J. Lawrence Cook's arranging piano is on display at the American Treasure Tour in Oaks, Pennsylvania.

==Work at B.A.B Organ Company==
Cook, along with his piano rolls, also produced band organ rolls for the B.A.B Organ Company. In an interview with Cook in the 1970s, he was the sole arranger for B.A.B, which had produced over 800 master rolls at the time of its closure. Some of Cook's arranging for B.A.B. was never released, and is in storage in Virginia City, Montana.

The organ scales that Cook arranged for included, but are not limited to:
- 46 Key Scale
- 61 Key Scale (for Artizan D band organs)
- 66 Key Scale
- 82 Key Scale
- 87 Key Scale
Cook's work is identifiable by its switching between the counter melody (trumpet) and melody sections to play the melody, and is also known for "borrowing" notes from other sections to create a more chromatic scale.
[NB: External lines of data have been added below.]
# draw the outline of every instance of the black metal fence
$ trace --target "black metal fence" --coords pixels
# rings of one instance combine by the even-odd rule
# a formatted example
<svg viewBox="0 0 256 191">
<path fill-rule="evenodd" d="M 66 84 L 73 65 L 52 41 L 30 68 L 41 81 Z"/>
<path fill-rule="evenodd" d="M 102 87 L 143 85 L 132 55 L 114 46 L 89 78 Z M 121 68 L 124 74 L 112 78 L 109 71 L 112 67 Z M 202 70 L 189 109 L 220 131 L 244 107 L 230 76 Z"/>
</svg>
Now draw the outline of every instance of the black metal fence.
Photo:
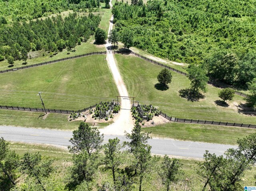
<svg viewBox="0 0 256 191">
<path fill-rule="evenodd" d="M 148 58 L 147 58 L 146 57 L 143 56 L 141 55 L 140 55 L 139 54 L 136 53 L 136 52 L 134 52 L 133 51 L 132 51 L 130 50 L 122 50 L 114 51 L 114 52 L 112 52 L 112 53 L 114 53 L 114 54 L 132 53 L 132 54 L 135 55 L 136 56 L 138 57 L 139 58 L 142 58 L 142 59 L 144 59 L 144 60 L 146 61 L 148 61 L 149 62 L 150 62 L 152 63 L 153 63 L 155 64 L 159 65 L 162 67 L 164 67 L 164 68 L 167 68 L 167 69 L 171 70 L 172 71 L 173 71 L 174 72 L 175 72 L 177 73 L 182 74 L 182 75 L 184 75 L 184 76 L 187 76 L 188 75 L 188 74 L 185 72 L 184 72 L 180 70 L 177 70 L 176 69 L 175 69 L 173 68 L 172 68 L 172 67 L 170 67 L 170 66 L 167 66 L 166 65 L 163 64 L 162 63 L 160 63 L 156 61 L 154 61 L 152 59 L 150 59 Z M 39 63 L 38 64 L 32 64 L 32 65 L 28 65 L 27 66 L 22 66 L 21 67 L 18 67 L 16 68 L 12 68 L 11 69 L 7 69 L 5 70 L 2 70 L 2 71 L 0 71 L 0 73 L 5 73 L 6 72 L 11 72 L 13 71 L 16 71 L 17 70 L 18 70 L 22 69 L 31 68 L 32 67 L 35 67 L 36 66 L 42 66 L 42 65 L 46 65 L 46 64 L 51 64 L 52 63 L 55 63 L 56 62 L 64 61 L 64 60 L 70 60 L 70 59 L 74 59 L 74 58 L 84 57 L 85 56 L 87 56 L 90 55 L 94 55 L 95 54 L 96 55 L 106 54 L 107 53 L 108 53 L 108 52 L 106 51 L 103 51 L 103 52 L 102 51 L 92 52 L 90 53 L 87 53 L 86 54 L 83 54 L 80 55 L 77 55 L 76 56 L 71 56 L 70 57 L 68 57 L 67 58 L 62 58 L 62 59 L 58 59 L 57 60 L 54 60 L 50 61 L 48 61 L 47 62 L 42 62 L 41 63 Z M 209 84 L 210 84 L 209 82 L 208 82 L 208 83 Z M 235 93 L 238 95 L 242 96 L 246 98 L 248 96 L 248 95 L 244 93 L 242 93 L 242 92 L 237 91 L 236 91 L 235 92 Z"/>
<path fill-rule="evenodd" d="M 91 109 L 96 107 L 96 105 L 97 104 L 95 105 L 90 106 L 90 107 L 88 107 L 86 108 L 84 108 L 81 110 L 79 110 L 77 111 L 74 111 L 74 110 L 61 110 L 61 109 L 43 109 L 42 108 L 31 108 L 30 107 L 18 107 L 14 106 L 2 106 L 0 105 L 0 109 L 8 109 L 11 110 L 19 110 L 21 111 L 33 111 L 33 112 L 48 112 L 49 113 L 64 113 L 70 114 L 72 112 L 75 112 L 76 113 L 78 113 L 79 112 L 84 112 L 88 111 Z"/>
<path fill-rule="evenodd" d="M 138 56 L 138 57 L 139 58 L 142 58 L 142 59 L 144 59 L 144 60 L 146 61 L 148 61 L 150 62 L 151 62 L 151 63 L 153 63 L 155 64 L 156 64 L 157 65 L 158 65 L 160 66 L 161 66 L 162 67 L 164 67 L 164 68 L 167 68 L 167 69 L 169 69 L 170 70 L 171 70 L 172 71 L 173 71 L 174 72 L 175 72 L 177 73 L 178 73 L 179 74 L 182 74 L 182 75 L 184 75 L 184 76 L 188 76 L 188 74 L 187 74 L 187 73 L 185 73 L 185 72 L 182 72 L 182 71 L 180 71 L 180 70 L 175 69 L 173 68 L 172 68 L 172 67 L 170 67 L 170 66 L 167 66 L 164 64 L 163 64 L 162 63 L 160 63 L 158 62 L 157 62 L 156 61 L 154 61 L 153 60 L 152 60 L 152 59 L 150 59 L 148 58 L 147 58 L 146 57 L 145 57 L 144 56 L 143 56 L 141 55 L 139 55 L 139 54 L 137 54 L 137 53 L 136 53 L 136 52 L 134 52 L 132 51 L 131 51 L 131 53 L 132 53 L 132 54 L 135 55 L 136 56 Z M 212 83 L 210 83 L 210 82 L 208 82 L 208 83 L 209 84 L 212 84 Z M 246 94 L 245 93 L 242 93 L 242 92 L 238 92 L 237 91 L 236 91 L 235 92 L 235 93 L 236 94 L 237 94 L 238 95 L 242 96 L 244 97 L 247 97 L 248 96 L 248 95 L 247 94 Z"/>
<path fill-rule="evenodd" d="M 61 61 L 64 61 L 64 60 L 70 60 L 70 59 L 74 59 L 74 58 L 80 58 L 81 57 L 84 57 L 85 56 L 89 56 L 90 55 L 94 55 L 95 54 L 106 54 L 106 51 L 105 51 L 104 52 L 93 52 L 90 53 L 87 53 L 86 54 L 81 54 L 80 55 L 77 55 L 76 56 L 68 57 L 67 58 L 61 58 L 60 59 L 58 59 L 57 60 L 52 60 L 48 61 L 47 62 L 41 62 L 41 63 L 39 63 L 38 64 L 34 64 L 32 65 L 28 65 L 27 66 L 22 66 L 21 67 L 18 67 L 16 68 L 12 68 L 11 69 L 0 71 L 0 73 L 5 73 L 6 72 L 11 72 L 12 71 L 16 71 L 18 70 L 24 69 L 26 68 L 32 68 L 32 67 L 42 66 L 42 65 L 46 65 L 46 64 L 55 63 L 56 62 L 60 62 Z"/>
<path fill-rule="evenodd" d="M 166 113 L 163 113 L 162 111 L 159 111 L 160 114 L 170 121 L 180 122 L 182 123 L 198 123 L 200 124 L 207 124 L 210 125 L 216 125 L 224 126 L 234 126 L 235 127 L 246 127 L 249 128 L 256 128 L 256 125 L 252 124 L 244 124 L 243 123 L 229 123 L 228 122 L 221 122 L 214 121 L 207 121 L 204 120 L 195 120 L 194 119 L 182 119 L 176 117 L 168 116 Z"/>
<path fill-rule="evenodd" d="M 31 108 L 30 107 L 18 107 L 18 106 L 2 106 L 0 105 L 0 109 L 8 109 L 11 110 L 18 110 L 20 111 L 27 111 L 32 112 L 48 112 L 49 113 L 63 113 L 66 114 L 70 114 L 72 112 L 75 112 L 76 113 L 79 113 L 80 112 L 84 112 L 90 109 L 92 109 L 96 107 L 96 106 L 97 104 L 96 104 L 95 105 L 92 106 L 90 106 L 89 107 L 86 108 L 84 108 L 84 109 L 78 110 L 77 111 L 67 110 L 60 110 L 60 109 L 46 109 L 45 110 L 42 108 Z M 252 124 L 244 124 L 243 123 L 229 123 L 228 122 L 216 122 L 214 121 L 207 121 L 204 120 L 195 120 L 193 119 L 182 119 L 180 118 L 177 118 L 176 117 L 174 117 L 167 115 L 166 113 L 163 113 L 162 111 L 159 111 L 159 114 L 163 117 L 167 119 L 170 121 L 180 122 L 183 123 L 198 123 L 200 124 L 207 124 L 211 125 L 217 125 L 225 126 L 234 126 L 236 127 L 247 127 L 250 128 L 256 128 L 256 125 L 254 125 Z"/>
</svg>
His work has also been transcribed to the three standardized Wurlitzer band organ scales by the Play-Rite Music Co. with 46-key arrangements being transcribed to 125, 48-key to 150, and 66-key to 165, and along with being heard on Artizan and converted European organs, can also be commonly heard on Wurlitzer band organs, such as the Wurlitzer 165 at Glen Echo Park.

==Recordings==
In 1950 and 1951, Cook made phonograph records for the Abbey label, always billed as "Lawrence (Piano Roll) Cook" and sometimes accompanied by a small jazz combo. Most of his selections were ragtime and Tin Pan Alley standards (Tiger Rag, Dizzy Fingers, etc.) as well as novelty songs (How Many G's in Peggy, Paw?). In addition to his work as the featured artist, Cook was the pianist for vocalists Jerry Cooper and Dorothy Loudon, who also recorded for Abbey. Cook's Abbey records were issued in Canada under the Quality label.